Я познакомилась с ним очень вовремя: тем летом мне исполнялось пятнадцать лет, и я могла пропустить, “проехать” мимо прекрасного острова — приключенческо-детективно-фантастической литературы. Ни в школьной программе, ни даже в списке обязательной для чтения литературы в педучилище, первый курс которого я к тому лету закончила, этих книг не было. Мы, как и взрослые, читали в конце сороковых, выстаивая очереди в библиотеках, “Белую березу” Бубенного, “Кавалера Золотой Звезды” Бабаевского, “Ивана Ивановича” Коптяевой, “Далеко от Москвы” Ажаева. Имена эти были в то время у всех на устах, на прочтение этих произведений, отмеченных высокой премией, составлялись списки.
И вот, приехав на каникулы к маме в незнакомый мне, так и оставшийся чужим, поселок (мама с братиком ненадолго поселились там), я первым делом отыскала библиотеку.
Библиотекой назывался уголок, выгороженный в совхозной конторе, с одним книжным шкафом и маленьким столиком, за которым сидел человек с очень необычной внешностью. На любого новенького Соломон Юльевич производил шоковое впечатление: уж очень не по-здешнему выглядел. Черный, будто с иголочки, бостоновый пиджак; под ослепительно-белым воротником рубашки апаш яркий шелковый платок, завязанный узлом, как галстук; и (вот это-то уж было дивом) черный берет, надвинутый на брови и прикрывавший внушительную лысину. Так совхозные мужчины не одевались. И не только совхозные: так не одевались ни в моем родном селе Новоподзорново, ни в городе Мариинске, где я училась. Нигде.

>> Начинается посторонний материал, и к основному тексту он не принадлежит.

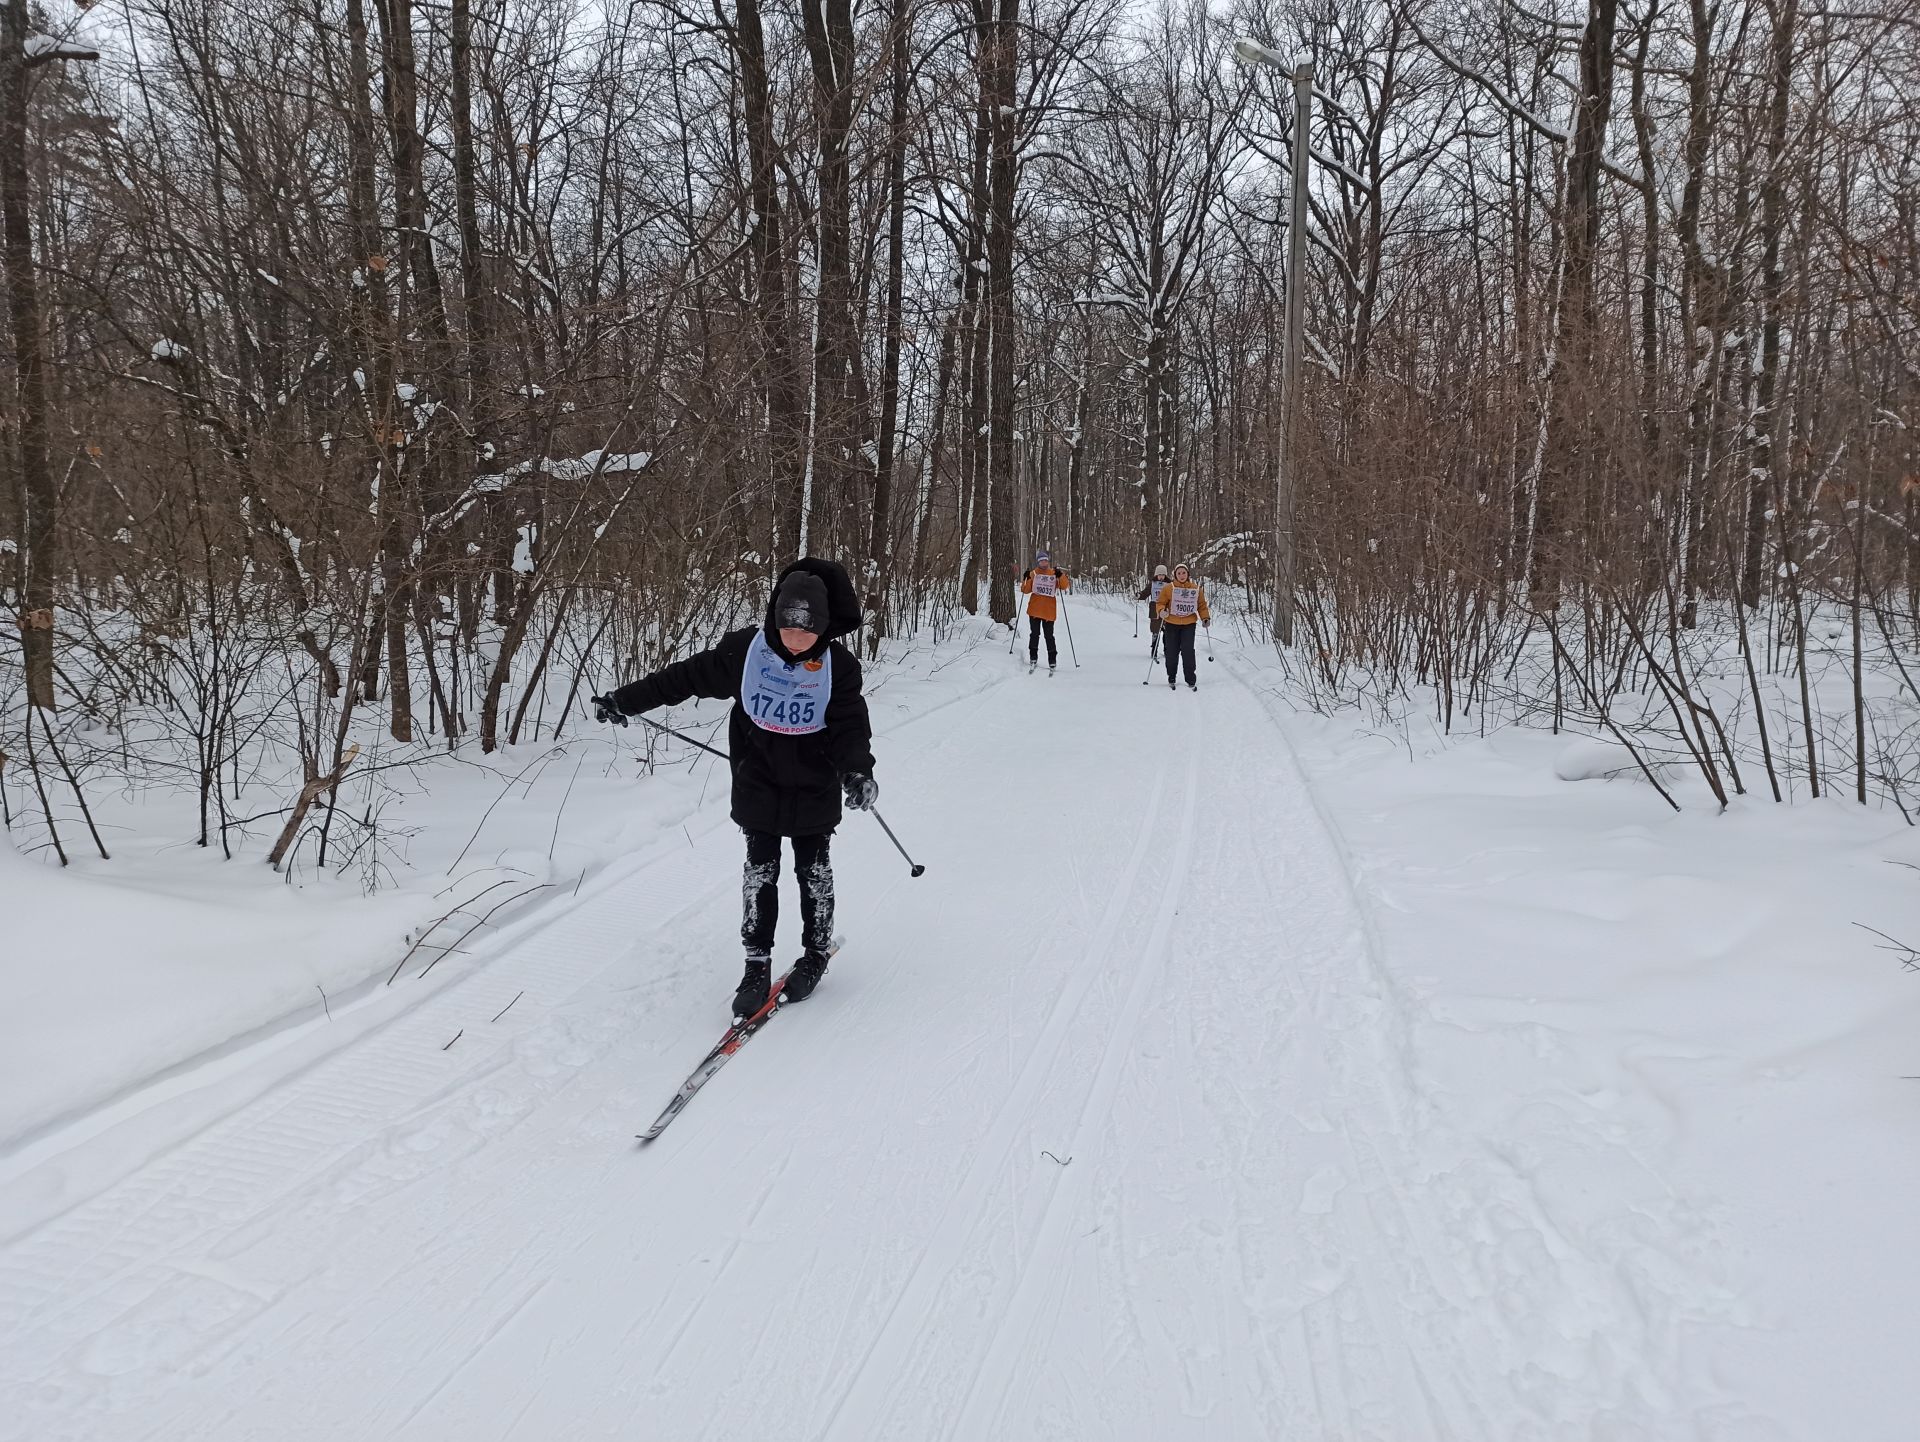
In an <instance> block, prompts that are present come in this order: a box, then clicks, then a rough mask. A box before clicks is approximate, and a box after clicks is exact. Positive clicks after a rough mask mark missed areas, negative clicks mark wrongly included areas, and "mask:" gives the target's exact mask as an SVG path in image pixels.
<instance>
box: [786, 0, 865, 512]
mask: <svg viewBox="0 0 1920 1442" xmlns="http://www.w3.org/2000/svg"><path fill="white" fill-rule="evenodd" d="M801 23H803V35H804V40H806V58H808V61H810V65H812V75H814V131H816V136H818V144H820V175H818V190H820V200H818V211H816V227H818V248H816V259H818V267H820V288H818V301H816V303H818V313H816V317H814V432H812V447H810V451H808V455H810V463H808V476H810V484H808V495H810V499H808V511H810V513H812V515H818V517H822V518H826V517H835V515H841V513H843V509H845V503H847V499H849V497H851V495H852V490H854V486H852V480H854V474H856V472H858V469H860V455H858V442H860V438H858V430H860V426H858V424H856V421H854V415H852V349H854V338H852V198H851V192H849V188H851V175H849V159H847V140H849V134H851V131H852V56H854V46H852V0H803V4H801ZM812 515H810V517H808V518H806V520H808V528H810V526H812ZM812 545H814V549H820V547H818V541H814V543H812Z"/></svg>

Как, наверное, все до меня, я захлопала глазами, может, даже рот открыла — от неожиданности. Соломон Юльевич смотрел на меня озорными карими глазами, пил чай и ждал. Потом спросил:
— Чаю хочешь?
Я замотала головой: мол, что вы? Нет-нет!
— За книгой? Ты новенькая. Я знаю: ты сестра Петра Илларионовича Шмаги, — и он расхохотался. — Пришел тоже вчера в контору новый рабочий, стал заявление писать, спрашивает: кому? Я ему говорю: Петру Илларионовичу Шмаге. Он так и написал… — И библиотекарь затрясся в смехе.
Я уже знала об
этом случае и тоже улыбнулась. Мой
старший двоюродный брат Петя сразу
после войны устроился в этом
совхозе главным бухгалтером и
руководил самодеятельным театром.
Он так искусно играл роль Шмаги по
Островскому, что эта кличка
закрепилась за ним. По этому поводу
много шутили, смеялись. Невысокий,
не снявший еще длиннополой
шинели, Петя был всеобщим любимцем
и на работе, и дома. Потому и мама
без сомнений кинулась с детьми к
нему в совхоз. И бабушка моя Татьяна
доживала жизнь в его семье.
Разговор о брате Пете подбодрил меня, разморозил, и я немного осмелела.
— Значит, говоришь “Далеко от Москвы”? — А сам смотрел так, словно внутрь заглядывал. — Тебе повезло: только что сдали. Правда, на эту книгу очередь, но я что-нибудь придумаю. Бери. А что еще ты любишь читать?
Тут уж я разошлась: моя школьная учительница Александра Николаевна Мухина воспитывала нас на классике.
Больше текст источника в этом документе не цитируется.